Aynı fiil Amerikan Hukuku’nda, bir Ortak Hukuk mirası olan arson/kundakçılık suçu olarak kabul edilmiştir. Tüm eyaletler tarafından ağır bir suç olarak kabul edilen ve cezai yaptırıma bağlanan kundaklama suçu, siyasi, dini ve etnisite saikiyle yapılmış ise, federal hukuka göre de suçtur. Nitekim 11 Eylül 2011’de sonra, Utah’da Salt Lake City’de Pakistanlı bir Müslümanın lokantasını ateşe veren ve bu eylemi lokanta sahibinin dini ve etnik kökeni nedeniyle yaptığını itiraf eden bir kişi federal hukuka göre mahkum olmuştur.
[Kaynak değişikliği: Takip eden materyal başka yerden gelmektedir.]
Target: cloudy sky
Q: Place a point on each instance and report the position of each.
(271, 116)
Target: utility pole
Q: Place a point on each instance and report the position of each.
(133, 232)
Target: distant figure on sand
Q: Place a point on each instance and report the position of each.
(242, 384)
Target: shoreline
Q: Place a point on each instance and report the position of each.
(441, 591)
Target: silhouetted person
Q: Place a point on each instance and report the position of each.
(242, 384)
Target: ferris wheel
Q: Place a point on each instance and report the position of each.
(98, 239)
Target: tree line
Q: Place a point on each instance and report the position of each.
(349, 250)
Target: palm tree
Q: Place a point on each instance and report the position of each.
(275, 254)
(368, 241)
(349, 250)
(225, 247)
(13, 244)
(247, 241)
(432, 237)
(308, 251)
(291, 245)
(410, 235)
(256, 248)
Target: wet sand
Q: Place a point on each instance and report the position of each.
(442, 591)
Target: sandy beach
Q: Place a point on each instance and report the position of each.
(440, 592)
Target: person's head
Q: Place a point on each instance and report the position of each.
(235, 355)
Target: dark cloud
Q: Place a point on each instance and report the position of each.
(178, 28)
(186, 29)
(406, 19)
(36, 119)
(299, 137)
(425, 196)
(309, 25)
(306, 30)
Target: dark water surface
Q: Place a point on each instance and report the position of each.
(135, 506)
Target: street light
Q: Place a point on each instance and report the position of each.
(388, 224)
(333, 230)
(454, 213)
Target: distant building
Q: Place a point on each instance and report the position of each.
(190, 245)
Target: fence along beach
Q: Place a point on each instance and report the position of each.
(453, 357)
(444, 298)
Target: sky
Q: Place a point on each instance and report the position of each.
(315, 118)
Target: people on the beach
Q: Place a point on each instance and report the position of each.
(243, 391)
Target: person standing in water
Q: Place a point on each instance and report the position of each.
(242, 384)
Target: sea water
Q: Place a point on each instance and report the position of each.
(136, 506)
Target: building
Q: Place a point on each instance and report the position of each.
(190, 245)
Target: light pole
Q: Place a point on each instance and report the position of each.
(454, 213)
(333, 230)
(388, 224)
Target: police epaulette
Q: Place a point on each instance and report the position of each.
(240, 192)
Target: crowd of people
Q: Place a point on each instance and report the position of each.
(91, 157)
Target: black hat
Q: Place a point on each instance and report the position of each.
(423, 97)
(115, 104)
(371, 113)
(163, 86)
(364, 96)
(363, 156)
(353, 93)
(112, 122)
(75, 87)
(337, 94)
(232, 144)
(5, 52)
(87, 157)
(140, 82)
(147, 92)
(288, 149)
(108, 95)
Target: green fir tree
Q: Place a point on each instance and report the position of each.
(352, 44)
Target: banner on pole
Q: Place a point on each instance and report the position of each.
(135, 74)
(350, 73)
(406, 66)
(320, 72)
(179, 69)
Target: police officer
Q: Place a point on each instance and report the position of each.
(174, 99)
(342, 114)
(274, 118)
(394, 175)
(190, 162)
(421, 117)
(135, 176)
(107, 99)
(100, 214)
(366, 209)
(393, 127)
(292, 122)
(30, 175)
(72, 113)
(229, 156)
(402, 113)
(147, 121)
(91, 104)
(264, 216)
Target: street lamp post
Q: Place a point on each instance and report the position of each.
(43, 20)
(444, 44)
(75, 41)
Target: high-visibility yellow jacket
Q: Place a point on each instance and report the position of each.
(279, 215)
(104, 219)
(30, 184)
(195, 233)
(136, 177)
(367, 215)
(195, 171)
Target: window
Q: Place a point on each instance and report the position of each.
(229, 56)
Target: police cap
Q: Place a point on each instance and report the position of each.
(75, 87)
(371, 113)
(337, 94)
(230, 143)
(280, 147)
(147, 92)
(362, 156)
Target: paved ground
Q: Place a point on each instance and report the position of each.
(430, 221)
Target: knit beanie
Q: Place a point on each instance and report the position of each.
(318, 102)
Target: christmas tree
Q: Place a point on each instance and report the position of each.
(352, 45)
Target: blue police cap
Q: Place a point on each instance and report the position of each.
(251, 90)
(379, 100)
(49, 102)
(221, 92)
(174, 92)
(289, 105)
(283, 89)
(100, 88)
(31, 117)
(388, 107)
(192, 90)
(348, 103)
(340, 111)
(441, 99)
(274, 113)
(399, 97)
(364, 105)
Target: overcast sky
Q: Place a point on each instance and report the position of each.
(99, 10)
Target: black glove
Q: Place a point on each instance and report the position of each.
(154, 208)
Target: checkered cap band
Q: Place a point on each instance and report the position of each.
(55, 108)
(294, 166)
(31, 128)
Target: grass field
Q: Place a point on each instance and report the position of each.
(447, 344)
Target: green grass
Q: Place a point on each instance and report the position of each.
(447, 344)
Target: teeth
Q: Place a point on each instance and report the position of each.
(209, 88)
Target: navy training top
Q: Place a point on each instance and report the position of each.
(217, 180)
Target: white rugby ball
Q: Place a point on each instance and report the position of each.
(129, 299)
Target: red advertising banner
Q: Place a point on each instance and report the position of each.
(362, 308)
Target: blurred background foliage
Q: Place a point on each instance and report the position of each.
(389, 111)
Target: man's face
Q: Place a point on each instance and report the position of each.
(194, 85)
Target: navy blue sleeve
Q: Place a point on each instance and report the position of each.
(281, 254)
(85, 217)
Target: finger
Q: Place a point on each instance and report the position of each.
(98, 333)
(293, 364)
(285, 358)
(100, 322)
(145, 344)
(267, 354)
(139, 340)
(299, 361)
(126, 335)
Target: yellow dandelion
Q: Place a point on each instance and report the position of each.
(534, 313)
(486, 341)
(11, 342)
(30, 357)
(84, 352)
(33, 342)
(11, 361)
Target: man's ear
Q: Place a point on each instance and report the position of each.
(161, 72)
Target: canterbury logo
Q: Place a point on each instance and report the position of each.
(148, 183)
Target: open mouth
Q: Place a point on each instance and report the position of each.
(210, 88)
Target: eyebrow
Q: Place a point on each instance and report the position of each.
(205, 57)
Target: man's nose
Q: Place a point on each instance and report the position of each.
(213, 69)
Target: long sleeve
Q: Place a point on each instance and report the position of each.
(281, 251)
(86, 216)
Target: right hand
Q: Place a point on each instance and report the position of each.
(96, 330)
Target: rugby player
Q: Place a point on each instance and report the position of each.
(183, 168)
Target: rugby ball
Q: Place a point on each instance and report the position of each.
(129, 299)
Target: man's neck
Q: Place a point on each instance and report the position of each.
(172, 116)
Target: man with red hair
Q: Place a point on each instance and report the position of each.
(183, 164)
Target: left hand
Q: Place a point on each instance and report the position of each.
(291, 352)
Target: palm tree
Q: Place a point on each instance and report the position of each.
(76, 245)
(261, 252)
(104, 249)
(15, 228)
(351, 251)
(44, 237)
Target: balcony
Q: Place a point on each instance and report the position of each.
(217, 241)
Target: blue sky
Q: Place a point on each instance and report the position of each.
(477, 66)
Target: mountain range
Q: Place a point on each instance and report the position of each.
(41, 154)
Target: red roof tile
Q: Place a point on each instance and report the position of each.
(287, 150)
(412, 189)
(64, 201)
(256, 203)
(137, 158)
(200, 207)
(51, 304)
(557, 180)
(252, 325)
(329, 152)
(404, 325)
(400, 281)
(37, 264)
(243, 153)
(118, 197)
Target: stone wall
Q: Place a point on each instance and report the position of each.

Kişinin kendi evini yakması, belirli istisnalar dışında suç olmamakla birlikte, mesela bu eylemin sigortadan para almak amacıyla yapılması durumunda, bu eylem sigortaya karşı sahtecilik fiili olarak kabul edilmekte ve bu yönden cezalandırılmaktadır. Yine mülkiyeti eşle birlikte ortak olunan bir evin, diğer eş tarafından yakılması da suçtur. Eyaletler kundaklama fiilinin tanımını zamanla genişletmişlerdir. Günümüzde çok sayıda eyalet kişinin kendi evini veya evinin bir bölümünü isteyerek ve kötü niyetle yakmasını suç olarak kabul etmektedir.

Bu çerçevede kundaklama fiilinin aşağıdaki saiklerle yapılmış olması bilerek, isteyerek ve kötü niyetle yapılmış kabul edilmektedir:

 
  • Sigortadan para almak amacıyla kundaklama,
  • Hangi nedenle olursa olsun intikam almak amacıyla kundaklama,
  • Bir suçun işlenmesine ilişkin olan delilleri yok etmek amacıyla kundaklama,
  • Siyasal nedenlerle patlayıcı madde atma ve bu nedenle kundaklama,
  • Daha ziyade çocuklar tarafından heyecan yaratmak amacıyla yapılan kundaklama ya da ruhsal yönden rahatsız olanlar tarafından yapılan kundaklama veya cinsel ya da başkaca heyecanlar arayan pyromaniacs/yangın çıkarma manyakları tarafından yapılan ateşe vermeler,

Bu suçun işlenebilmesi için Amerikan Hukuku’nda öngörülen unsurlar şunlardır:
 
  • Dikkatsizlik tek başına yeterli bir neden olmamakla, ateşe verme fiilinin bizzat veya bir başkasının emriyle/talimatıyla istenerek ve kötü niyetle yapılması,
  • Ateşe verme fiili sonucunda bir zararın doğmuş olması,

Sadece ateşe vermek yeterli olmayıp, aynı zamanda kundaklamaya veya zarar vermeye teşebbüs etmek de suçtur.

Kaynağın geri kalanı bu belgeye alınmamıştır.